PCB zählen zu den stabilsten organischen Verbindungen und hatten bis in die 1970er-Jahre eine große Anwendung auf Grund ihrer umfangreichen günstigen Eigenschaften, dazu gehören die preisgünstige Herstellung, Wasserunlöslichkeit, Hitze- und Lichtstabilität, Schwerentflammbarkeit und Feuerfestigkeit, die guten elektrischen Isoliereigenschaften mit hoher Dielektrizitätskonstante, Altersbeständigkeit und chemische Stabilität gegenüber Säuren, Basen und Oxidation, etc.

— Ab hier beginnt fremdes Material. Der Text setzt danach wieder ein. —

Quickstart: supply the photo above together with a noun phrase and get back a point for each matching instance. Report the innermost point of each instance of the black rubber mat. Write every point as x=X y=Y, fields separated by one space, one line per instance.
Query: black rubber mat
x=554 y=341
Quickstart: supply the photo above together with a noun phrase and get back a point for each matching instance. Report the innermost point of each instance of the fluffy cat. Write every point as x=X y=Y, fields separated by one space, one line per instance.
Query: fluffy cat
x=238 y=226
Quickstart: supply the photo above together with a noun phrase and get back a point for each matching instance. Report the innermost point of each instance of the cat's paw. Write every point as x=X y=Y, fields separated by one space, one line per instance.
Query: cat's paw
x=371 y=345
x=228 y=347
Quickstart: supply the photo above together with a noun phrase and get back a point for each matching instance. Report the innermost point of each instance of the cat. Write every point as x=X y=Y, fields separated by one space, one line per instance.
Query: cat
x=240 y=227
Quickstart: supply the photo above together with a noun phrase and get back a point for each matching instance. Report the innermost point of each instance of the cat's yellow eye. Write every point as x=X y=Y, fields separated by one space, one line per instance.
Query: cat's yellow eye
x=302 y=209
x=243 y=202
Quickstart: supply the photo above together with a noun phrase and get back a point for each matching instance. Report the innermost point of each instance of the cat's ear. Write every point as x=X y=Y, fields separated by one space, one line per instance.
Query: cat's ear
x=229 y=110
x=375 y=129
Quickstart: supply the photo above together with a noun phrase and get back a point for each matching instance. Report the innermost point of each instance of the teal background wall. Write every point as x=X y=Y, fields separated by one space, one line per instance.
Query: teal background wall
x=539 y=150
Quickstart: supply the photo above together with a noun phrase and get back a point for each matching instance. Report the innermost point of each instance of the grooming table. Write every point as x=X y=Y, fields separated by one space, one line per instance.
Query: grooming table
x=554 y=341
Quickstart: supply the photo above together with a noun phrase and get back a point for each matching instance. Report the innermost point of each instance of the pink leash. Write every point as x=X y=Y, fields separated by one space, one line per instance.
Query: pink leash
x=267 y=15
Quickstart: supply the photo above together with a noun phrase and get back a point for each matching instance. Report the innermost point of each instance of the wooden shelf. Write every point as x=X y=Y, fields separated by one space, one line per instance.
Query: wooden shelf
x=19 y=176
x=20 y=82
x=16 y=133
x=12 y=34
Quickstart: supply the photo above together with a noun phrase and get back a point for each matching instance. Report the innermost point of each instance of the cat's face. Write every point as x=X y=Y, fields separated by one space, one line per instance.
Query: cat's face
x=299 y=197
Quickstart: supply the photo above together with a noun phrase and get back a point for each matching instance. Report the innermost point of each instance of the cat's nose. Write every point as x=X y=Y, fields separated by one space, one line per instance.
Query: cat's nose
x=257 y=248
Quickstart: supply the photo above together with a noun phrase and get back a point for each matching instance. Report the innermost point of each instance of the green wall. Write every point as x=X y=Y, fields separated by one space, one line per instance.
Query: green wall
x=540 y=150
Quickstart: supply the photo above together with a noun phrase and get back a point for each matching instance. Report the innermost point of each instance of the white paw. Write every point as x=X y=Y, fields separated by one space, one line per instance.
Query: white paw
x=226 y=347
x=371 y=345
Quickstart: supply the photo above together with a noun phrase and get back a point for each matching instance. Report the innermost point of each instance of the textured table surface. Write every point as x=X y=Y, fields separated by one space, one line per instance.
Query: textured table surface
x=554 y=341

PCB wurden überwiegend am Bau für das Verfugen von Dehnungsfugen, z. B. im Betonbau und für Fensterfugen eingesetzt, ebenso für geschlossene Systeme wie Kühlmittel, Leuchtstofflampen, als Weichmacher für Kunststoffe, Papierbeschichtungsmittel, in Kitten und PVC-Fußbodenbelägen, (die als Weichmacher PCB enthalten), in Klebstoffen und technischen Ölen, etc. Farben und Lacke werden mit PCB feuersicher und beständiger. Wegen der guten Isoliereigenschaften wurden PCB in der Elektroindustrie in Kondensatoren und Hochspannungs-Transformatoren verwandt.
Bei Hochhäusern aus Betonfertigteilen entstehen zwischen den großen Wandplatten und den tragenden Pfeilern Fugen, die mit einem dauerelastischen Material gefüllt werden müssen. Dieses Fugenmittel enthielt in großen Mengen PCB.
«Für besonders viel Wirbel sorgten die Mengen, die unter dem Markennahmen Thiokol in die Fugen öffentlicher Gebäude gefüllt wurden, was teure Sanierungsmaßnahmen nötig macht».(1)
Verbraucherverhalten, der Giftkrieg und offizielle Grenzwerte
In Deutschland wurde 1983 die PCB-Produktion eingestellt, nachdem bis dahin 23 000 t PCB alleine in offenen Systemen eingesetzt worden waren.(2)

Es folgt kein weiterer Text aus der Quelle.